BK’in Merkel: Herr Schäuble war gestern da; das ist vollkommen selbstverständlich. Er war jedenfalls da und ist natürlich in alle Maßnahmen einbezogen worden.

Zweitens haben wir mit der Automobilwirtschaft im hinteren Teil des Aprils ein Datum verabredet, über das wir Sie dann natürlich auch informieren werden. Bis dahin sind die Arbeiten planmäßig durchzuführen, und sie laufen auch planmäßig. Wenn dieses Treffen stattgefunden haben wird, dann werden wir Sie selbstverständlich informieren. Das liegt voll im Plan.

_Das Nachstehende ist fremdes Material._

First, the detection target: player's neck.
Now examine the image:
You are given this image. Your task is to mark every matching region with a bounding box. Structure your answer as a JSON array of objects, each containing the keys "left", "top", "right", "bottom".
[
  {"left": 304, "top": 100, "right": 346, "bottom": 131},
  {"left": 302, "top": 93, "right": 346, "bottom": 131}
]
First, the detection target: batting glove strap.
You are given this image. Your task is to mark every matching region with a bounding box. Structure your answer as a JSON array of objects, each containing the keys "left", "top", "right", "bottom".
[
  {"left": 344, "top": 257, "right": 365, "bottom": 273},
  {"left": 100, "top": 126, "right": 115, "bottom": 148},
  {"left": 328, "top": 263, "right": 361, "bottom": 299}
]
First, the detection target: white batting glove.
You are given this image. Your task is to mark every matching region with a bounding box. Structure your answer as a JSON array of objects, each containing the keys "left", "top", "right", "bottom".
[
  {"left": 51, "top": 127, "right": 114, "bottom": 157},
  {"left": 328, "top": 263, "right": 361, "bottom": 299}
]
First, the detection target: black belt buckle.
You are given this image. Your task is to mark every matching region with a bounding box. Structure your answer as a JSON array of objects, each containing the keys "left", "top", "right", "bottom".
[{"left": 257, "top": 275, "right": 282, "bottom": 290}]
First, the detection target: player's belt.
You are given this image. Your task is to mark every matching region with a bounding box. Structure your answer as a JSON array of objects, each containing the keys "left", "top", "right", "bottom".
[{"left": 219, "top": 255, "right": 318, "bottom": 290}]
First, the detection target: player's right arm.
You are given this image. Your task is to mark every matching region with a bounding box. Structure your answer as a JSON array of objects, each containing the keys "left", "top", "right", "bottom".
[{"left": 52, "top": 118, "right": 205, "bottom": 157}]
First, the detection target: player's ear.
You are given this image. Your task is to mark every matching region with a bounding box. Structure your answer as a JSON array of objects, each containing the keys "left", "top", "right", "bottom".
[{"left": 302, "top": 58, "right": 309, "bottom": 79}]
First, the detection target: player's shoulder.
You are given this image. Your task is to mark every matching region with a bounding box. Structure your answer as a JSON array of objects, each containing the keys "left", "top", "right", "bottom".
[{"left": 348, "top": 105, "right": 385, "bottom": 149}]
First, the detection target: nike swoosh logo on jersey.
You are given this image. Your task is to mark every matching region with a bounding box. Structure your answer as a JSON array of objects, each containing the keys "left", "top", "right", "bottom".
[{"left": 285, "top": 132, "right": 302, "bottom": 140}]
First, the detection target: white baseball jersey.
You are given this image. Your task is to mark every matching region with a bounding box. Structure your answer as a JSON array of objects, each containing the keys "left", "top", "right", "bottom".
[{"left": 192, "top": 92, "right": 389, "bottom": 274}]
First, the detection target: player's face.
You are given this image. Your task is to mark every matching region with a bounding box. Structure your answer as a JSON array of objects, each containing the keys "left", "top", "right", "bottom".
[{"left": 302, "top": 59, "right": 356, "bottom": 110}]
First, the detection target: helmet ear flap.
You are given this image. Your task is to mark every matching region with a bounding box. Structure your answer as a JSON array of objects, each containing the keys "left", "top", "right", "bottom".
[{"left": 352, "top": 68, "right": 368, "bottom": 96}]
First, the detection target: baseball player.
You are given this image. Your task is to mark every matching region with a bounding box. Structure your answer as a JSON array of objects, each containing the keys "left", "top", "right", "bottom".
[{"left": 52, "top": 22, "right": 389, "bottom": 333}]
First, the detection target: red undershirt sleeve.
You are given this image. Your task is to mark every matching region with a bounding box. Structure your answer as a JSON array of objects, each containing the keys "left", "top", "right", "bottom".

MP Seehofer: Ich will aber schon der Bundeskanzlerin danken. - Soll ich dir auch danken?

BM Gabriel: Auch, ja.

MP Seehofer: Auch dem Bundeswirtschaftsminister danke ich für diese grundsätzliche Bereitschaft. Es ist eine historische Situation für eine Schlüsselindustrie in unserem Lande, dass man gemeinsam mit der Automobilindustrie versucht, dies gut zu lösen. Natürlich muss man immer darauf achten, dass unsere Finanzmöglichkeiten nicht überdehnt werden und die Automobilindustrie ihrerseits auch das Menschenmögliche tut, um diese Technologie der Elektromobilität marktfähig zu machen.

Frage: Im Zusammenhang mit der Terrorbekämpfung: Ist auch über den Einsatz der Bundeswehr im Inneren geredet worden? Falls ja, wohlwollend beziehungsweise diskussionsbereit, oder ist das für diese Legislaturperiode abgeräumt?

BK’in Merkel: Nein, wir haben Sie ja informiert, worüber wir gestern geredet haben, und die Tagesordnung war voll. Sie wissen, dass wir, glaube ich, sieben Stunden getagt haben.

MP Seehofer: Bayern München war auch noch!

BK’in Merkel: Insofern haben wir darüber nicht gesprochen. Die Diskussionen um das Weißbuch werden geführt werden, aber da sind wir noch ganz am Anfang.

BM Gabriel: Für uns ist klar, dass das nicht zur Debatte stehen wird.